Few recent posts have triggered as much offline discussion as my recent piece discussing Greg Kroah-Hartman’s presentation calling out Canonical on their lack of contributions. One of the interesting areas of pushback I received was with respect to open source drivers.
My basic contention was that the influx of new users (brought, in part, by Ubuntu) into the Linux community gave OEMs and IHVs alike new incentive to provide either open source or open source compatible drivers. Where someone like Sierra Wireless might have been little inclined to service the tiny pre-Ubuntu Linux desktop market, the increasing adoption – not to mention mainstream OEM validation – of Ubuntu perhaps changed that equation somewhat. It’s all about volume, remember. One of my correspondents, however, argued that the involvement of Intel preceded the introduction of Ubuntu.
Be that as it may, I stand by my original assertion that the new users that Ubuntu is bringing to Linux are beneficial not just for the distribution but all distributions, in part because of the influence they might wield on driver providers. The fact that this, for example, was possible I regard as attributable, at least in part, to the volume that Ubuntu contributed to.
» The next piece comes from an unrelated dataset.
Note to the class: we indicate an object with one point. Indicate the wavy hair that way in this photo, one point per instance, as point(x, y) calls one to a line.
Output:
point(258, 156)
Still, if my recent experience with Ericsson is any indication, there is much that some device manufacturers have yet to learn about interfacing with open source users.
Ericsson is the manufacturer, you might have read, of the WWAN card in my brand new Lenovo Thinkpad X301. Specifically, I’ve got a F3507g HSPA card on board, which connects to AT&T’s EDGE or 3G networks as they’re available.
Or it would, if it worked.
Sadly, unlike Sierra Wireless, Ericsson’s driver is not present in the Linux kernel by default. Which wouldn’t be a huge issue – it’s not that difficult to insert a driver – if it could be found. Because Ericsson’s own datasheet (PDF warning) asserts that there is a Linux driver available, I took the opportunity to contact Ericsson to inquire as to its location – Google having failed to turn it up. To Ericsson’s credit, I did receive a reply. Unfortunately, however, it was of no particular use:
We unfortunately do not have a direct sales or support to end customer. Our suggestion is for the customer to contact the company (Dell, Lenovo, Toshiba or LG) from whom he bought his laptop to obtain the updated driver.
The answer clearly misunderstood my original inquiry: I’m not looking for support of any kind – I can rely on the community for that. I just wanted a pointer to the driver. Lenovo, who may or may not be decommitting from Linux, was no more help than Ericsson, as its support site serves up only Windows drivers. Leaving me, unfortunately, with a non-functional WWAN card.
Hope is not lost quite yet, because it may be that an ndiswrapper solution will permit the usage of the card using the Windows driver. But questions remain: is there, in fact, a Linux driver? If so, where? And who can look into these questions on both sides.
It’s undeniably true that large corporations like Ericsson and Lenovo have to be careful with drivers and issues of support: you don’t need to look any further than this bug to understand that the implications can be severe. But it would also be useful for these firms to understand that Linux users, typically, are not asking for support – they just want the drivers. Firms that make a minimal effort to produce them need guarantee neither support nor warranty.
Sierra, for its part, seems to get this. As evidence, consider the disclaimer they apply to the page where they make their open source drivers available:
This guide is unsupported and is provided to the Linux user community as a courtesy. This document and associated drivers, scripts, and executable files are provided by Sierra Wireless “AS IS” without warranty of any kind.
Perfect. Give me the bits, and I’ll figure the rest out myself. I have before, anyway.
My hope is that with the continuing adoption of Ubuntu – along with Fedora, OpenSuSE, and netbooks of all shapes and sizes – more OEMs and IHVs will learn that lesson. The lesson that says that there are more and more non-Mac/Windows devices out there, and the community generally provide the support necessary to get them working…if they have the drivers.
I hope Ericsson, in particular, learns this. Because I want my F3507g driver.